La Morning note de Mirabaud Securities

mercredi, 14.09.2016

La Morning note de Mirabaud Securities se focalisera sur la production industrielle en zone euro. Les statistiques des importations/exportations aux Etats-Unis devraient aussi apporter de la volatilité.

John F. Plassard

Les indices américains ont fortement reculé hier soir, pénalisés par les valeurs de l'énergie et par le secteur bancaire. Les bons indicateurs chinois (croissance industrielle en août à son rythme le plus soutenu depuis cinq mois) et la progression de l’action Apple de près de 2.5% (annonce par les Sprint et T-Mobile US d'un nombre soutenu de précommandes pour l'iPhone 7) n’ont pas réussi à soutenir la tendance.

Le secteur énergétique a été pénalisé par les prévisions de surplus de brut pour 2017 de l’agence internationale de l’énergie (AIE) qui ont fait plonger le prix du baril de pétrole de près de 3%.

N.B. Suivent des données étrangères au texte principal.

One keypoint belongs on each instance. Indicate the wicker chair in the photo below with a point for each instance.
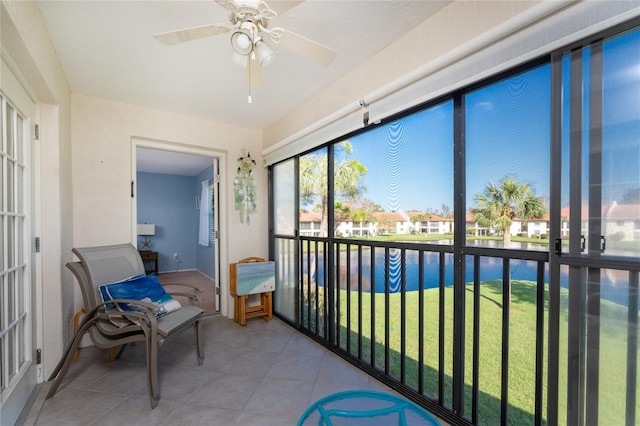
(109, 264)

Le secteur bancaire a évolué au gré des anticipations d’une hausse de taux d’intérêt en septembre. Les investisseurs ont effectivement revu en baisse, de 21% à 15%, la probabilité de hausse des taux dès la réunion de septembre, selon le baromètre FedWatch de CME Group.

Rappelons que si aucun autre responsable de la Fed n'interviendra avant la prochaine réunion du comité de politique monétaire (FOMC) prévue les 20 et 21 septembre, c’est bien les chiffres de l’inflation de vendredi qui pourraient inverser la tendance au tout dernier moment.

C’est le segment des petites capitalisations (Small caps) qui a le plus souffert hier soir.

Pour les férus de statistiques signalons que c’est la première fois depuis 53 ans qu’après n’avoir pas varié de plus d’un pourcent le S&P500 a connu trois séances de suite de variation de plus de 1%....

Le dollar a connu sa plus forte hausse journalière depuis 3 mois. La conséquence directe a été un effondrement du cours des matières premières (or et argent en tête).

Les taux longs américains (10 ans et 30 ans) ont fortement progressé.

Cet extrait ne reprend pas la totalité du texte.